I ground myself against him, lifting my head to take him in another kiss and he reciprocated with vigorous need. He released my wrist and in turn, I released the knife, using my freedom to wrap my arms around him as he forced a hand between my legs.
I was wet with anticipation, a detail that did not escape him as he parted my lower lips and stroked me. I twitched at the shock of pleasure and tore at Vidar’s shirt, searching for bare skin. When I found it, I couldn’t help myself. I was ravenous, dragging my nails against the flesh of his arms until I felt him hiss at the pain.
He forced two fingers into my heat and I gasped, my head falling back and breaking our kiss.
“Tell me now what it is you want,” he rasped. “Do you want to run? Do you want to kill me and be done with it?”
“I want you,” I confessed. “Against all reason, I want you.”
His mouth moved to my neck as he thrust his fingers into me again. Impatient, I sunk my teeth into his shoulder, nearly breaking the skin. When he drew back, I rolled him off of me and moved quickly over him, straddling his hips. My loose dress slouched off one shoulder as I sat up astride him. Seeing him beneath me woke something I did not know was there and a primal, possessive beast roused from within. I pressed my hands to his chest and curled my fingers, my nails biting into his skin.
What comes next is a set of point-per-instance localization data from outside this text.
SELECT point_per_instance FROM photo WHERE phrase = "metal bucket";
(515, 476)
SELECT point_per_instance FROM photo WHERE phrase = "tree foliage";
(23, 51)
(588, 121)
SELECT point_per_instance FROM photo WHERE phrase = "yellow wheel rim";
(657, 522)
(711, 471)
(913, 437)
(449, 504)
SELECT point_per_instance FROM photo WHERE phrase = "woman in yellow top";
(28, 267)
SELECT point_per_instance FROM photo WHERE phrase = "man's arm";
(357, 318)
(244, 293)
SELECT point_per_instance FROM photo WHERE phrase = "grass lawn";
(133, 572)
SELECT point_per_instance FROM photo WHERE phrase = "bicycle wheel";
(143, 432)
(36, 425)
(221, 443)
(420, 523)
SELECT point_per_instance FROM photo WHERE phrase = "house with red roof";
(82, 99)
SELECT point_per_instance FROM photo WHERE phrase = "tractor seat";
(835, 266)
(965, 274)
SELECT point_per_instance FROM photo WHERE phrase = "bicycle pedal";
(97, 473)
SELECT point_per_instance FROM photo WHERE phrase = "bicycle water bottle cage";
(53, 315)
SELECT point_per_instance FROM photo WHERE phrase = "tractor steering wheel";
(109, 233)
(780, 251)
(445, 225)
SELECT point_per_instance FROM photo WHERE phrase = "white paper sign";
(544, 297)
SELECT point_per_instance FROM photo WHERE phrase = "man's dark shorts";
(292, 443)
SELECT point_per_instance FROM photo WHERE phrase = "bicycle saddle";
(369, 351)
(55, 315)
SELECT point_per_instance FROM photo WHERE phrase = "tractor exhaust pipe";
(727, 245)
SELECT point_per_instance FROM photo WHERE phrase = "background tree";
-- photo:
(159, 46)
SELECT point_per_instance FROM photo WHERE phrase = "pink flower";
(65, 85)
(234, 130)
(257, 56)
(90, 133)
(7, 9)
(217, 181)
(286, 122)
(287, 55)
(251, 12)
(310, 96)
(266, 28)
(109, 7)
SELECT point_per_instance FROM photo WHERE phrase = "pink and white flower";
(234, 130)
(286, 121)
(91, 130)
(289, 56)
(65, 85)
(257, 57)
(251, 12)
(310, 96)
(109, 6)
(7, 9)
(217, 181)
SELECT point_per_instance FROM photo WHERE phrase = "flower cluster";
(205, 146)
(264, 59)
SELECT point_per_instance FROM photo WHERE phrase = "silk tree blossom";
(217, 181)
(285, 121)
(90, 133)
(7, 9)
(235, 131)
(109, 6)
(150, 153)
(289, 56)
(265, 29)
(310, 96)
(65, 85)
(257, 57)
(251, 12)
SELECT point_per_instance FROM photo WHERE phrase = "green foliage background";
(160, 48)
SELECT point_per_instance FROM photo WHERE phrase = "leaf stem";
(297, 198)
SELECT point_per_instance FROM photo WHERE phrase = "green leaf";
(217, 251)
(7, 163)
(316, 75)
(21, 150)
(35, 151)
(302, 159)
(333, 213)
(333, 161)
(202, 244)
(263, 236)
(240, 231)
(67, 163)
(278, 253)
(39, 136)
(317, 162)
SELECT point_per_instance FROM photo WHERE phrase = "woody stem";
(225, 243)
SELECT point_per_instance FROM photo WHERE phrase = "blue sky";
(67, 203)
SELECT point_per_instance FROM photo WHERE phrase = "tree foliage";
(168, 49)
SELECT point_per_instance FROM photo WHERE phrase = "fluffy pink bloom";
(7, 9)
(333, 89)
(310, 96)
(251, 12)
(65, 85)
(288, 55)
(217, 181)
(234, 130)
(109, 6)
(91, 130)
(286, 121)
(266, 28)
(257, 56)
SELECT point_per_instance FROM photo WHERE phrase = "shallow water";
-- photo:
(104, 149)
Vidar groaned through his teeth, his hands grasping my hips.
“You are mine,” I muttered. “You know you are.”
I shimmied down enough so that I could unlace his pants and reached inside, exposing the thick, hard length of him. I wanted nothing more than to put him in my mouth and suck him to completion, but I recalled what he said to me in the pool. Looking up, I caught him staring at me with a brow raised. Teasingly, keeping my eyes locked on his, I licked a slow, torturous trail along his cock before moving myself over him again and poising my entrance against his tip. Vidar, hands on my hips, watched himself disappear as I sunk down on his length.
I hungered for the stretch. For the sense of fullness. Forhim. We both moaned when he was fully seated inside me and I began to move, trying to savor the sensation. Vidar, now the impatient one, reached up and grabbed the back of my neck, pulling me down to him. Our lips met and he locked me in his arms as he pumped his hips upward. Harder. Faster. When our mouths parted, I was sobbing, my body burning with desire. Vidar clutched at my dress, pulling the whole thing over my head. Once my breasts were free, he was quick to lay claim to one with his mouth. His teeth closed over my nipple and I cried out, jolts of pain and pleasure blossoming inside me.
Vidar, thirsting for control, rolled me onto my back and thrust into me without restraint. Every rock of his hips drove him painfully deeper, but I welcomed the agony. The intensity. It made everything else disappear. I wrapped my legs around him, clutching him tightly as he ravaged and claimed me. When I felt that edge coming, I began to speak in tones I hadn’t used in a long time. Tones that I knew Vidar would sense despite that he could not understand the words.